Renal Calculi or Kidney Stones an Important Medical Condition Discussion

Question Description

I’m working on a nursing case study and need support to help me learn.

In the case of 34 year old female presenting with sudden excruciating 10/10 pain to her right flank area, accompanied by nausea which is subsiding a little now, I would suspect some urinary tract pathology, particularly nephrolithiasis. Nephrolithiasis is an increasingly common form of renal disease which is associated with a supersaturation of crystal deposition in the renal medulla varying in size, shape and contents. These deposits also referred to as renal calculi cause pain and injury to the ureters as they pass to the bladder and can also cause obstruction, leading to other renal complications. The majority of stones are composed of calcium oxalate, often mixed with calcium phosphate, however other stones include uric acid, cystine, struvite. Other differential diagnoses could include pyelonephritis, renal tumors, appendicitis, diverticulitis, pancreatitis, peptic ulcer disease, ovarian cysts, ectopic pregnancy, gallbladder disease, (Dave 2020).

In order to make a more definitive diagnosis, a detailed assessment and physical needs to be performed. The patient should be asked about pain quality, onset, duration, relieving factors, worsening factors, frequency and whether pain radiates to the abdomen and groin area as opposed to the upper abdominal quadrants. Questions also needs to be asked about the presence of urinary symptoms, pain quality with urination, frequency of urination, noticeable difference with urinary stream, decreased ability to urinate, presence of blood in the urine, or strong foul smelling urine. These will help to separate this diagnosis from GI related diseases and other urinary tract pathologies. The presentation of nephrolithiasis is strongly dependent on the factors like stone, size, location and stone type which may cause differing pain experience from one individual to another. It is typical for the patient to experience severe pain caused by movement of a stone from the renal pelvis into the ureter, which leads to ureteral spasm and possibly obstruction. Pain is sudden and starts in the flank area, and progresses downward and anteriorly into the genital region as the stone moves down the ureter. The pain is not usually aggravated or alleviated by change of position, and may be accompanied by chills, nausea, vomiting and diaphoresis. Hematuria is typically present, even if only microscopic. If the stone is lodged at the uretero-vesical junction, it can cause a sensation of urinary frequency and urgency. All symptoms are relieved quite abruptly when the stone moves out of the ureter into the bladder, and passes. The patient should also be asked about hydration status; if they have been out in high temperatures; diet high in calcium and protein; have recurrent UTIs, specially in women, as these are precipitating factors for renal calculi formation, (Dunphy, Winland-Brown, Porter & Thomas 2019).

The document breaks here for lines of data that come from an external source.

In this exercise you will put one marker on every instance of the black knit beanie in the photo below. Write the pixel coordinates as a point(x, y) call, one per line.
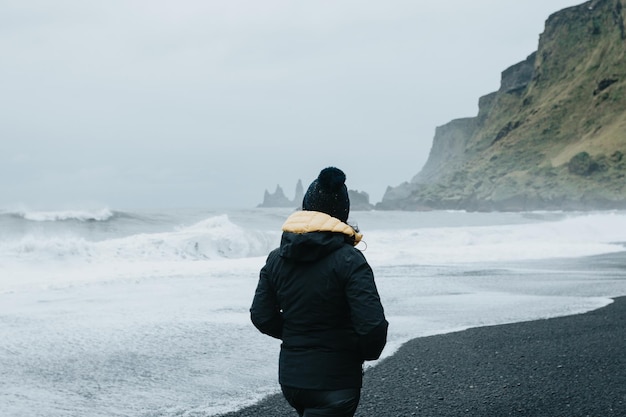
point(328, 194)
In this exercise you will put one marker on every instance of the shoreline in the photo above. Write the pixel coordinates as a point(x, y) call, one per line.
point(563, 366)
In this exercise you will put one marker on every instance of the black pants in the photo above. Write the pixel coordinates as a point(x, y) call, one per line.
point(314, 403)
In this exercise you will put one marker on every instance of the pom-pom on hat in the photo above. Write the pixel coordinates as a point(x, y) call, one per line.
point(328, 194)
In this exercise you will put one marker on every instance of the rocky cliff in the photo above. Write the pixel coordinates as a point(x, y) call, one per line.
point(552, 137)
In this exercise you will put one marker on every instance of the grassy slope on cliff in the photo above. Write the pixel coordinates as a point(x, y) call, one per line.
point(557, 143)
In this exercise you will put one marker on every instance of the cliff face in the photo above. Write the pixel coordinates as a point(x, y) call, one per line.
point(552, 137)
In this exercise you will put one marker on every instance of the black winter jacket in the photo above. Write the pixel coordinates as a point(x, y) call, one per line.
point(317, 293)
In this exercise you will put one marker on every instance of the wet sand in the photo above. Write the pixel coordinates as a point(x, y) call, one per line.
point(566, 366)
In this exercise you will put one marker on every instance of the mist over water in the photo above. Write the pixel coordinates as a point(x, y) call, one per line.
point(108, 313)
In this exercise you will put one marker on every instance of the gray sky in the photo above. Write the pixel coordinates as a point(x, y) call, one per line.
point(154, 103)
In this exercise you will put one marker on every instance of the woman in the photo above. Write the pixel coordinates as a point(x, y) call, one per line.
point(317, 294)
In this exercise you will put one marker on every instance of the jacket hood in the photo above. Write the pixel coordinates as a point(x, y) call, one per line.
point(311, 235)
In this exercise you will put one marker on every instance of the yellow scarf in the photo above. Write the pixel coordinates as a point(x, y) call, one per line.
point(316, 221)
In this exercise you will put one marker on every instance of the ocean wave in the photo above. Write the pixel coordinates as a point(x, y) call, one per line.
point(96, 215)
point(213, 238)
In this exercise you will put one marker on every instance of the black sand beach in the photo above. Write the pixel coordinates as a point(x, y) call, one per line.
point(563, 367)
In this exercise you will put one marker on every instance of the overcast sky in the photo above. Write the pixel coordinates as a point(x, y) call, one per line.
point(153, 103)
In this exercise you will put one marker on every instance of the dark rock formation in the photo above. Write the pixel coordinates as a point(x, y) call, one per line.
point(277, 199)
point(552, 136)
point(359, 200)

Physical examination for this patient should entail abdominal inspection and palpation for abdominal distention and guarding. Percussion should be dome to flank area to assess for tenderness, and auscultation should be performed to assess for decreased or absent bowel sounds. Vitals should be taken to assess for fever, which may be present if there is obstruction which can cause acute infection. Blood pressure, heart rate and respiratory rates may be elevated as a pain response, (Dunphy, Winland-Brown, Porter & Thomas 2019).

The diagnostic test should include CBC to monitor infection, chemistry to monitor kidney function and hydration status. Urine should be analyzed for the presence of bacteria, WBCs, RBCs and minerals. Serum and urinary pH may provide insight regarding patient’s renal function and type of calculus, whether it be calcium oxalate, uric acid, or cystine. In addition to laboratory testing, radiologic testing like a non-contrast helical CT or a real US can accurately visualize the size and location of stones in the urinary tract, (Dunphy, Winland-Brown, Porter & Thomas 2019).

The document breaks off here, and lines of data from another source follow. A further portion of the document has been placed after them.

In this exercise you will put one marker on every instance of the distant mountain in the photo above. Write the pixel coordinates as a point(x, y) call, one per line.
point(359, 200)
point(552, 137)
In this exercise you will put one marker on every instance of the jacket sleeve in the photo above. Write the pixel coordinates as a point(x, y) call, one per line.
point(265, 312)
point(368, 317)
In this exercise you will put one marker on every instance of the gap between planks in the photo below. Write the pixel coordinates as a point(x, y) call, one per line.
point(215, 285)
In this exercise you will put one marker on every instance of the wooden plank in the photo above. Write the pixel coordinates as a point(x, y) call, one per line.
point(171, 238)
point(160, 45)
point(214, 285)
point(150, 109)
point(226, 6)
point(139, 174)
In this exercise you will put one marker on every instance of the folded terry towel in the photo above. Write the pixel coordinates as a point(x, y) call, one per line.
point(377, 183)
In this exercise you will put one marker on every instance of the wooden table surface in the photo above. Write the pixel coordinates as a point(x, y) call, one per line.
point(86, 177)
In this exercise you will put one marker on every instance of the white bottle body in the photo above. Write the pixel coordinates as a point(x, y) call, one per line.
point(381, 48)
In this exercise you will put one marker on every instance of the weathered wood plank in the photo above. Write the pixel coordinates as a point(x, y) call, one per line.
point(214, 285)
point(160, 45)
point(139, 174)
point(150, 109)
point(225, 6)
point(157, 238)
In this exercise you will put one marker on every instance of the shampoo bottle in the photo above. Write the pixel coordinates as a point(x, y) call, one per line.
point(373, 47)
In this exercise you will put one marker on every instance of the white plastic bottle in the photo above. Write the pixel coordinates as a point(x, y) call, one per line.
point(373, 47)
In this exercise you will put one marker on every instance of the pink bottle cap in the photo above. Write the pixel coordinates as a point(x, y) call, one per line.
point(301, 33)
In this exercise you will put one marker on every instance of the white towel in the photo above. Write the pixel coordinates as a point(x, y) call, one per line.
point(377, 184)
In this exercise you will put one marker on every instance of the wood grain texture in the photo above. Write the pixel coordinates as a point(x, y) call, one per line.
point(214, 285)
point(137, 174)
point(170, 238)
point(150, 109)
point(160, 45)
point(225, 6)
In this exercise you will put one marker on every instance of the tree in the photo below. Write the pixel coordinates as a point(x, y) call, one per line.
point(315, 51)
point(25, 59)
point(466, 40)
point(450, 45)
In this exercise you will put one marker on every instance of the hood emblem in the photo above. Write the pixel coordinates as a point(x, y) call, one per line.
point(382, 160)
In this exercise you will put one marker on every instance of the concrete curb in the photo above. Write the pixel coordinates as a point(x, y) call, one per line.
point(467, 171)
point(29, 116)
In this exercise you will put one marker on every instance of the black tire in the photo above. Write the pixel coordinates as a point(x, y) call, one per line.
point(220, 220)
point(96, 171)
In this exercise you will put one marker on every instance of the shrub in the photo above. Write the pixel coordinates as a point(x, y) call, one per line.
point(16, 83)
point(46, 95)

Acute management for nephrolithiasis, includes NSAIDs for pain management or narcotics if uncontrolled by NSAIDs. IV hydration should be initiated, especially in the presence of nausea and vomiting with anti-emetics given. Antibiotics should be given if infection occurs or with hydronephrosis. Alpha blockers, like tamsulosin should be given to help stone passage. If the stone is too large, typically more than 5mm, to be passed surgical management like, extracorporeal shockwave lithotripsy, stent placement, percutaneous nephrostomy, ureteroscopy, percutaneous nephrostolithotomy, open nephrostomy, or anatrophic nephrolithotomy, may have to initiated, (Dave 2020).

References

Dave, Chirag (2020). Nephrolithiasis. Medscape. Accessed June 16, 2021 from https://emedicine.medscape.com/article/437096-over…

Dunphy, M. L, Winland-Brown, E. J, Porter, O. B, & Thomas, J. D. (2019). Primary Care: Art and Science of Advanced Practice. (5th ed.). Philadelphia, PA: F.A. Davis Company.